Ironically, whining so hard that you stress an unstressed syllable is a hallmark of the unique vocal style of Chris Martin, the lead singer of Coldplay and godfather of whiny bullcrap, at least according to Peter Griffin. In his (absolutely incredible) 2017 smash hit collaboration with the Chainsmokers “Something Just Like This,” Martin sings that he’s not looking for “somebody with superhuman gifts, a superheROW-OOO,” emphasizing the last syllable of superhero, a word that plainly has stresses on its first and third syllables, not its second and fourth ones, so intensely that he stretches it into two different syllables, inventing a new five syllable word. In another (freaking amazing) song, the 2016 single “Everglow,” Martin sings that this particular diamond is “extra speh-SHUU-ULLLL.” In both songs, Martin’s egregious poetic violations don’t strike me as sloppy or inaccurate, they sound like he is so overcome with awe and wonder that he’s momentarily forgotten how language works. He may be whining, but you can hear in his voice the yearning and aching for someone so special, so superhuman, that they would change the whole world forever. Kahan’s whining about himself, and how epic it is that he’s drinking while feeling sad. He doesn’t get to suspend habeas corpus on the laws of syllabic emphasis for that. You have to have a compelling reason to whine convincingly like this, some sort of inner passion or truth or pain or feeling or something.
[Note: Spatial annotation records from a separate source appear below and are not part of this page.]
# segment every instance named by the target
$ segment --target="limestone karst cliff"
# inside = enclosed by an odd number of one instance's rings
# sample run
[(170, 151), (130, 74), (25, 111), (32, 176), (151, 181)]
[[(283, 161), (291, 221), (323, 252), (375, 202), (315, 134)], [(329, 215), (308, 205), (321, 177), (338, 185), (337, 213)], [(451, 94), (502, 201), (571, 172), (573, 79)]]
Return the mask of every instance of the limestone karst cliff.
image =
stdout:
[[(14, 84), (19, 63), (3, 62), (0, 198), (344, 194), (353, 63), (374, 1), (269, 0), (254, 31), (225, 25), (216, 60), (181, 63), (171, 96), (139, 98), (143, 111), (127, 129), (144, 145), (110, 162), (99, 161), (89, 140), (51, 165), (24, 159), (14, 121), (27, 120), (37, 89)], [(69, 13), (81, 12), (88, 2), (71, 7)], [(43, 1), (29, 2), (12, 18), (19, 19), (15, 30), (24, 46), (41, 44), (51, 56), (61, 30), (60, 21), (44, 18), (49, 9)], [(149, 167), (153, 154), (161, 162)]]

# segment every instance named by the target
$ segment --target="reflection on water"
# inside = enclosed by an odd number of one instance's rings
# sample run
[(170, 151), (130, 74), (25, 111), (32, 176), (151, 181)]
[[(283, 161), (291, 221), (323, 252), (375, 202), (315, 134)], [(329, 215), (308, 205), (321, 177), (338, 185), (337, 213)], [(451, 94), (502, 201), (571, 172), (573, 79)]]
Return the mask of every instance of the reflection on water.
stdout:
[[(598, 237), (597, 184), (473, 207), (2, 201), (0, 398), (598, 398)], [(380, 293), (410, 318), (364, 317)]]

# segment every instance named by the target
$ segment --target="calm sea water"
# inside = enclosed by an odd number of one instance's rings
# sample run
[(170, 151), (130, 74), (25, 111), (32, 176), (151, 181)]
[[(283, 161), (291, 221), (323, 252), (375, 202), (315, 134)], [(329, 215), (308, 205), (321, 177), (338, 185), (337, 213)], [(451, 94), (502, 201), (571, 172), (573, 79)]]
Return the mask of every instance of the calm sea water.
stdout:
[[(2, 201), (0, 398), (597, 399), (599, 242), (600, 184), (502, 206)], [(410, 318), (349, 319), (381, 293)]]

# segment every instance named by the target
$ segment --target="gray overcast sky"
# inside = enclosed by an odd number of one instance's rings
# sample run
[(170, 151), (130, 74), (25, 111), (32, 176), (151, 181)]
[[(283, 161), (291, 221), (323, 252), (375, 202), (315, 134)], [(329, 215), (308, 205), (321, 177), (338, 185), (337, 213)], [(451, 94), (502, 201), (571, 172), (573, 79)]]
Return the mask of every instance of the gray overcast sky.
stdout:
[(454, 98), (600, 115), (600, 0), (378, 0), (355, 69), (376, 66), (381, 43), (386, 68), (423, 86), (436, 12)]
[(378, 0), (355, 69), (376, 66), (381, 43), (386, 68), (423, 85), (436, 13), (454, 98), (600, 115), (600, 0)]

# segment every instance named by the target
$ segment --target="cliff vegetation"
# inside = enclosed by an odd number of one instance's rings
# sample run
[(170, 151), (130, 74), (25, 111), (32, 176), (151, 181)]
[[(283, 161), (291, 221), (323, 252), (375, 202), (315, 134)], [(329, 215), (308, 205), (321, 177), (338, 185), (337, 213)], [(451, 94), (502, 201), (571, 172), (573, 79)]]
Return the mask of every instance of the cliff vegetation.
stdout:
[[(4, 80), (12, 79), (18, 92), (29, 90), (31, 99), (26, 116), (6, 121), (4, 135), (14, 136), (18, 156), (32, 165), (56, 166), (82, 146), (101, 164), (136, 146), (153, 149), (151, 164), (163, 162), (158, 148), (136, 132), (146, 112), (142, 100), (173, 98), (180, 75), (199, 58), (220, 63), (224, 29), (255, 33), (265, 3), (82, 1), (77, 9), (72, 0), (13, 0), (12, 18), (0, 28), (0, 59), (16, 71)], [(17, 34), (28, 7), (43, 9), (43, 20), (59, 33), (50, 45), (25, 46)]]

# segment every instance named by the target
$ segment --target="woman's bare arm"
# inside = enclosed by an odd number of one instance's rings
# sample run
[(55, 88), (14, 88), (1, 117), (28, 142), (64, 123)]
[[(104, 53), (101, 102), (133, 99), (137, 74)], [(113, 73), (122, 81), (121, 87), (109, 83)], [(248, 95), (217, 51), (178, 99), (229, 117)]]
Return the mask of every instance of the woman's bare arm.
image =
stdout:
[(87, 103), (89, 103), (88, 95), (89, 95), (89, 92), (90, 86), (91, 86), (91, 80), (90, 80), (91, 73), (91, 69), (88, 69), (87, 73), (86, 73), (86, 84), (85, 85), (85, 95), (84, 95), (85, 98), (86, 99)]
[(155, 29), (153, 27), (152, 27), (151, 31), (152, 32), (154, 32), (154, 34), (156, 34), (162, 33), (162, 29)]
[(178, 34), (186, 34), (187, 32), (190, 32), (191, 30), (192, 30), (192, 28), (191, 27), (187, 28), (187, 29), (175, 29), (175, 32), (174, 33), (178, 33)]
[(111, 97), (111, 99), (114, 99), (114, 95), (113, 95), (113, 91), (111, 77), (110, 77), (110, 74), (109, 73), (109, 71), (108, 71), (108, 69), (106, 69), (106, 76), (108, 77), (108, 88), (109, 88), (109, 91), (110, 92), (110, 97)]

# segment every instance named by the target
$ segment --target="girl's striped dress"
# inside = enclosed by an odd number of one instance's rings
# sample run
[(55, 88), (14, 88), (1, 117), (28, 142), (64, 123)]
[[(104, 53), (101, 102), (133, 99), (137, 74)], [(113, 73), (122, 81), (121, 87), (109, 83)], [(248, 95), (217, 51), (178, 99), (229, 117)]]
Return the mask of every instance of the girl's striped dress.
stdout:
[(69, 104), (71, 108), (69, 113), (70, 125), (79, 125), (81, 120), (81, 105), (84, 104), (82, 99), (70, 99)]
If you’re doing it just to look cool, then Peter’s right, it’s bullcrap.
The slightly less overt irony captured by this quote, and by the rest of the profile, is that Kahan, hailed by legions of fans to be a sage dispenser of wise and important truths about the human spirit, often says things that make him sound like a preening and inarticulate moron.
Lil Nas X’s “Old Town Road” being the prototypical example.
Christmas music floods the charts so intensely during this period that staying on at all is an accomplishment.